Director Kiju Yoshida, whose best works, “Eros + Massacre” and “Coup d’Etat” were made in 1969 and 1973 respectively, comes out of a 14-year retirement with “Women in the Mirror.” The former radical has mellowed in the intervening years, and his new film is a classical piece of work almost in the tradition of the Japanese master Yasujiro Ozu, whose still, precisely framed images Yoshida emulates here. But, despite some highly intriguing elements, this story of three generations of women still living under the shadow of the atomic bombs that destroyed Hiroshima and Nagasaki in 1945 emerges as a beautiful but sterile exercise which will struggle to find commercial interest in most territories. Programmers for quality television networks should take a look, however.
Yoshida has written a book on Ozu, so it’s not surprising he emulates his style in this film. And for a good hour, this refreshingly retro approach may entrance lovers of classical Japanese cinema to the point that they overlook the film’s plot contrivances and dramatic shortcomings.
The elderly Mrs. Kawase (elegantly stylish Mariko Okada) lives with her granddaughter, Natsuki (Sae Issiki). The old lady’s daughter, Miwa, Natsuki’s mother, has been missing for 24 years; after giving birth, she left the hospital and hasn’t been seen since. But when a middle-aged woman called Masako (Yoshiko Tanaka) is arrested by the police on charges of kidnapping children, whom she later releases unharmed, the medical records of the culprit tally with those of the missing Miwa. And, Masako reveals she is an amnesiac, with no memory of her past.
The first hour or so of the film depicts the awkward reunion between mothers and daughters. In an unfortunate plot contrivance, the living rooms of both Mrs.
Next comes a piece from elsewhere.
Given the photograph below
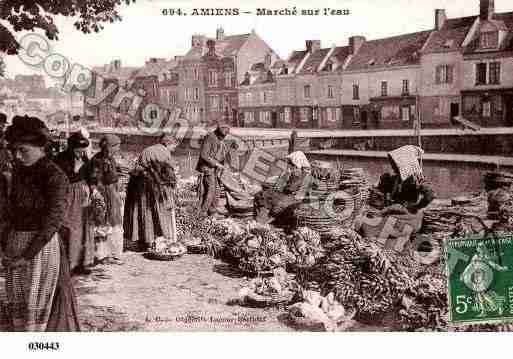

Kawase’s house and the apartment of Masako are dominated by identically broken mirrors; Miwa had broken the mirror in her parents’ home before she disappeared, and it has never been repaired; she has smashed the mirror in her own home with the cracks forming precisely the same pattern.
The principal clue to Miwa/Masako’s past apparently lies in Hiroshima, where she was born and where Mrs. Kawase’s late husband had worked as a doctor. Coincidentally, a television journalist has been pestering Mrs. Kawase for an interview, because she’s making a documentary about an American who suffered from radiation after the bomb was dropped and whom Dr. Kawase had treated. After the action shifts to the restored city, the threads of the narrative slowly come together.
Pic is soulful and melancholy, a mood accentuated by the atonal music score by Keiko Harada and Mayumi Miyata. The three principal actresses deliver the most convincing performances possible given that the director’s distancing style is not conducive to emotional involvement. Pic’s main star is the sharp-as-a-tack camerawork by Masao Nakabori; it’s one of those films where any individual shot could be extracted and framed as a work of art.